Last updated: September 25, 2008 - 10:44am
Every city in the country -- even New York City -- has a host of unused TV channels. Opening up that fertile field of spectrum to the seeds of innovation is a worthy-sounding goal that everyone can agree to in principle, but when it comes down to making the rules that govern access, and to certifying the devices that can operate, the debate hops on the express train to Nastytown. How did a campaign to allow unlicensed access to TV "white spaces" turn into a "campaign of fear," a "political proceeding," and a series of "ridiculous assertions"? Because of what's at stake.

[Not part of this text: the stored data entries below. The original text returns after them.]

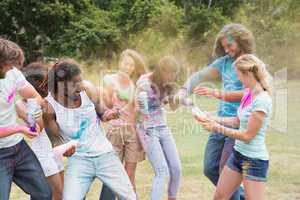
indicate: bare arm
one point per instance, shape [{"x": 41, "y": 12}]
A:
[
  {"x": 231, "y": 96},
  {"x": 26, "y": 92},
  {"x": 10, "y": 130},
  {"x": 254, "y": 124},
  {"x": 22, "y": 113},
  {"x": 29, "y": 92}
]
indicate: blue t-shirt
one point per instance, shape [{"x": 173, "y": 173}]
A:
[
  {"x": 256, "y": 148},
  {"x": 230, "y": 82}
]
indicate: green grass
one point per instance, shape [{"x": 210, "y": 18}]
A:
[{"x": 284, "y": 174}]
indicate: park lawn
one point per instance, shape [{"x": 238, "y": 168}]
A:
[{"x": 284, "y": 174}]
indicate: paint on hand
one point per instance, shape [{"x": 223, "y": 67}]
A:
[
  {"x": 82, "y": 128},
  {"x": 229, "y": 38}
]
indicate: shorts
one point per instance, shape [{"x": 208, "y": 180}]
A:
[
  {"x": 126, "y": 143},
  {"x": 251, "y": 168}
]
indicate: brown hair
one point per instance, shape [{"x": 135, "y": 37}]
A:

Google cofounder Larry Page blasted as unfair recent interference tests of prototype devices that would deliver wireless broadband on unused television spectrum. The tests, conducted by the Federal Communications Commission, measured interference with the wrong signals, Page said Wednesday. The tests attempted to measure interference with wireless microphones during a professional football game in Maryland, but those microphones were operating on spectrum also occupied by much stronger TV signals, said Page, speaking at a rally to promote the use of so-called white spaces spectrum. The protocol devices would be designed to operate in the white spaces, spectrum designated for television stations but unused. It would be "impossible" for the white spaces prototype to detect the weak signal that a wireless microphone puts out when a much more powerful TV station is using the same spectrum, Page said. "There's no way to do that," he said. "You're going to detect the television station, not the wireless microphone. What I'm telling you is, the test was rigged."
Reps. Jim Cooper (D-TN) and Carolyn Maloney (D-NY) were quick to respond Wednesday to a Capitol Hill event backed by Google promoting the use of the so-called white spaces between digital-TV channels for unlicensed wireless devices. They say they remain unconvinced by Federal Communications Commission testing of the devices. The fact that the two reps are from New York and Tennessee is no coincidence. Representatives of Broadway and the Grand Ole Opry have both expressed concerns about unlicensed white-spaces devices -- a point the pair acknowledged in their release.